Results: Estimated GFR was classified into 6 categories (≥90, 60-89, 45-59, 30-44, 15-29, and <15 mL/min/1.73 m(2)) by both equations. Compared with the MDRD Study equation, 24.4% and 0.6% of participants from general population cohorts were reclassified to a higher and lower estimated GFR category, respectively, by the CKD-EPI equation, and the prevalence of CKD stages 3 to 5 (estimated GFR <60 mL/min/1.73 m(2)) was reduced from 8.7% to 6.3%. In estimated GFR of 45 to 59 mL/min/1.73 m(2) by the MDRD Study equation, 34.7% of participants were reclassified to estimated GFR of 60 to 89 mL/min/1.73 m(2) by the CKD-EPI equation and had lower incidence rates (per 1000 person-years) for the outcomes of interest (9.9 vs 34.5 for all-cause mortality, 2.7 vs 13.0 for cardiovascular mortality, and 0.5 vs 0.8 for ESRD) compared with those not reclassified. The corresponding adjusted hazard ratios were 0.80 (95% CI, 0.74-0.86) for all-cause mortality, 0.73 (95% CI, 0.65-0.82) for cardiovascular mortality, and 0.49 (95% CI, 0.27-0.88) for ESRD. Similar findings were observed in other estimated GFR categories by the MDRD Study equation. Net reclassification improvement based on estimated GFR categories was significantly positive for all outcomes (range, 0.06-0.13; all P < .001). Net reclassification improvement was similarly positive in most subgroups defined by age (<65 years and ≥65 years), sex, race/ethnicity (white, Asian, and black), and presence or absence of diabetes and hypertension. The results in the high-risk and CKD cohorts were largely consistent with the general population cohorts.

Conclusion: The CKD-EPI equation classified fewer individuals as having CKD and more accurately categorized the risk for mortality and ESRD than did the MDRD Study equation across a broad range of populations.

Figure 1

Distribution based on kernel density estimation (proportion is for each integer eGFR) (A), and adjusted hazard ratios and 95% CIs (shaded areas or whisker plots) of all-cause mortality (B), cardiovascular mortality (C), and ESRD (D) according to eGFR by the CKD-EPI equation (red line) and the MDRD equation (black line) with eGFR 95 ml/min/1.73 m² as a reference (diamond).
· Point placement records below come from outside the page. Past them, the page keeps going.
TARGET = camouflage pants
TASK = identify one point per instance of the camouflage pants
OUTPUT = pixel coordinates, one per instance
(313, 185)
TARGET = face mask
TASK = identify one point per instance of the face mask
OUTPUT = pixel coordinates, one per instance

Vertical lines in panel A define GFR categories used for CKD staging.^, Dots in panels B-D represent statistical significance (P<0.05). *Adjustments were for age, sex, race/ethnicity, smoking, history of CVD, systolic blood pressure, diabetes, serum total cholesterol concentration, body mass index, and albuminuria (log-ACR, log-PCR or categorical dipstick proteinuria [negative, trace, 1+, ≥2+]).

Figure 2

Reclassification across eGFR categories by the CKD-EPI equation from eGFR categories based on the MDRD Study equation in the general population cohorts. The blue and red bars indicate upward reclassification to a higher eGFR category and downward reclassification to a lower eGFR category, respectively. Data are given as number (percentage) of participants who were reclassified.

Figure 3

Meta-analyzed NRI (middle of data marker) and 95% CI (horizontal line) for the three outcomes based on eGFR categories overall and in subgroups according to demographic variables included in both equations and presence or absence of diabetes and hypertension (general population cohorts). The sizes of the data markers are proportional to the inverse of the variance of the NRIs. NRI was calculated as follows: NRI = Pr(down to lower eGFR category|events) + Pr(up to higher eGFR category|no events) – Pr(down to lower eGFR category|no events) – Pr(up to higher eGFR category|events). Positive NRI values favor the CKD-EPI equation.